The Morrison Government does not support the Bill, arguing it is a piecemeal approach to aged care reform that pre-empts the royal commission’s recommendations.

‘The usefulness of the proposed public information is not clear, because it has the potential to be misleading to consumers,’ Liberal Senator Sarah Henderson argued in the debate of the Bill’s second reading.

Labor Senator Kristina Keneally told Parliament the Federal Opposition supported greater financial transparency of how providers spent the aged care billions.

‘We don’t know how much aged care providers spend on food. We don’t know how much they spend on medication. We don’t know how much they spend on staff wages or how much they spend on staff training. And how much do they pocket as profit?’ Senator Kenneally said.

The Greens also support more stringent public reporting requirements.

‘We know we need a better understanding of how money is spent. We need to be paying the staff in aged care better, and we’ve known that for a very, very long time,’ Greens Senator Rachel Siewert said.

All eyes on the royal commission

Next month, the Royal Commission into Aged Care Quality and Safety will hand down its final report and recommendations.

ANMF has argued in its evidence before the royal commission it must recommend measures requiring providers to account for how they spend taxpayer funding.

Regardless, when the recommendations are handed down, we will hear loud calls from the private aged care sector for more money.

To avoid history repeating, there must be strings attached.
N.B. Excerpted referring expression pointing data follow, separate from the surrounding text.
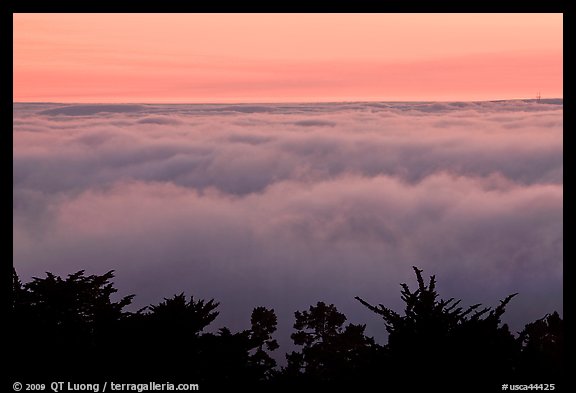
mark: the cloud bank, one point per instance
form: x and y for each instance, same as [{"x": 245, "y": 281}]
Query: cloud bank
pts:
[{"x": 285, "y": 205}]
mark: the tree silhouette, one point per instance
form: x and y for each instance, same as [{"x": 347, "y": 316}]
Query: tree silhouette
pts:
[
  {"x": 76, "y": 321},
  {"x": 263, "y": 324},
  {"x": 331, "y": 352},
  {"x": 542, "y": 347},
  {"x": 434, "y": 336},
  {"x": 75, "y": 316}
]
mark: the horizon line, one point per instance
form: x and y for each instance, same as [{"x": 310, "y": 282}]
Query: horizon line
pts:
[{"x": 284, "y": 102}]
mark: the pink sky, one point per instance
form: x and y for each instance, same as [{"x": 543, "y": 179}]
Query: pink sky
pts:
[{"x": 192, "y": 58}]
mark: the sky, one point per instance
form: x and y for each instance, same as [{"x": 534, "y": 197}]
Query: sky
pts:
[
  {"x": 284, "y": 205},
  {"x": 243, "y": 58}
]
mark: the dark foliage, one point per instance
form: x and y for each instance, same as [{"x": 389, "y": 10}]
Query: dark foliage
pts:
[{"x": 72, "y": 327}]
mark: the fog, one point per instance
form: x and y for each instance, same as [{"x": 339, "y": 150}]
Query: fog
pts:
[{"x": 285, "y": 205}]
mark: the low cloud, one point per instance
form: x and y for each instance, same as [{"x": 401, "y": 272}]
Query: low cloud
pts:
[{"x": 285, "y": 205}]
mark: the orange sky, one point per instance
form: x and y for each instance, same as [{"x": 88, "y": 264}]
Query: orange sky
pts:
[{"x": 160, "y": 58}]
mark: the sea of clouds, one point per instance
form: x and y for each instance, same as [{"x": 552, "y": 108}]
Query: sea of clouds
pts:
[{"x": 283, "y": 205}]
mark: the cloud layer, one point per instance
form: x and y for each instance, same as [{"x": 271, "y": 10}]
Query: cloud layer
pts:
[{"x": 285, "y": 205}]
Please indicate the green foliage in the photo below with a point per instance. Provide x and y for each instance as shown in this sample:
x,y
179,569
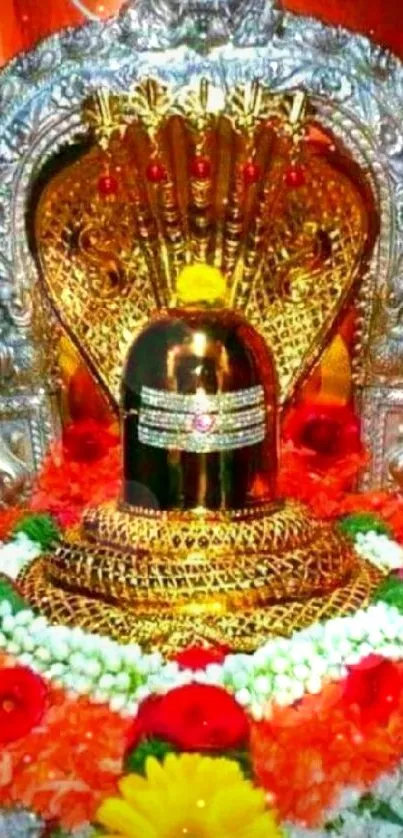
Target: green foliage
x,y
41,529
362,522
We must have funding accountability and transparency.

* Private aged care refers to private and not-forprofit.

Aged care snapshot

Federal funding for residential aged care

2018-19
Total aged care funding $19.9 billion
residential aged care funding $13 billion
residential aged care profit $264 million

* Data from the Federal Government’s Eighth Aged Care Financing Authority’s Funding and Financing of the Aged Care Sector Report.

People

2018-19
Number of people
living in residential
aged care each year
242,612

* Eighth Funding and Financing of the Aged Care Sector report.

Workforce between 2012 and 2016

Percentage of the workforce
Registered nurses decreased from 21%
to 14.6 %
Enrolled nurses decreased from 13.1%
to 10.2%
Personal care workers increased from 58.5%
to 70.3%

* National Institute of Labour Studies’ National Aged Care Workforce Census and Survey 2016

Beds and facilities

Aged care beds
In Australia 213,397
In Victoria 56,744
Public aged care beds 5609
Private and not-for-profit beds 51,135
Aged care facilities in Victoria
Public aged care facilities 156
Private aged care facilities 328
Not-for-profit aged care facilities 284

*Data from Australian Institute of Health and Welfare GEN aged care and www.2.health.vic.gov.au – public sector residential aged care services.